第27話

「ただい……うわっ、びっくりした」

 玄関の扉を開いた途端、ダイニングチェアに座って真っ直ぐに自分を見つめている俺を見て、瑞希はいささか驚いたようだった。

「どうしたの?」

「話があるんだ」

 きっぱりと言い切る俺から何か不穏な空気を感じ取ったらしく、へぇと白々しく相槌をうちながら目を逸らし、何か別の話題を探している瑞希に俺は、「風呂入りながらでいいから聞いて。俺はドアの外で勝手に喋るから」と強引に瑞希を脱衣所に追いやった。
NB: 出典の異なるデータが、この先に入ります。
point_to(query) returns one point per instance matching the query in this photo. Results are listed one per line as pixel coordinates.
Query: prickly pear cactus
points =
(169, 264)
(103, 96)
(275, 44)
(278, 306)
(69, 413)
 瑞希が躊躇いながらゆっくりと服を脱ぎ、風呂の中に入ったのを確認してから、俺は脱衣所の風呂の扉のすぐ横に、ぺたんと腰を下ろす。中からはすぐにシャワーのお湯が勢いよく噴き出す音が聴こえてきた。

 俺はその音が止むのを辛抱強く待つ。

 長い長い時間だった。俺の心臓がトクントクンと波打って、いっそ「やっぱ冗談!なんでもないよ」と言ってしまいたくなった。そしたらきっと、俺たちの間には何事もなかったかのように明日もいつもと同じような朝を迎える。そのときキュッとシャワーの音が止み、俺はハッとして顔を上げた。

 シュワシュワとボディタオルで泡をたてる音を聞きながら俺は覚悟を決めて扉越しに瑞希に語りかける。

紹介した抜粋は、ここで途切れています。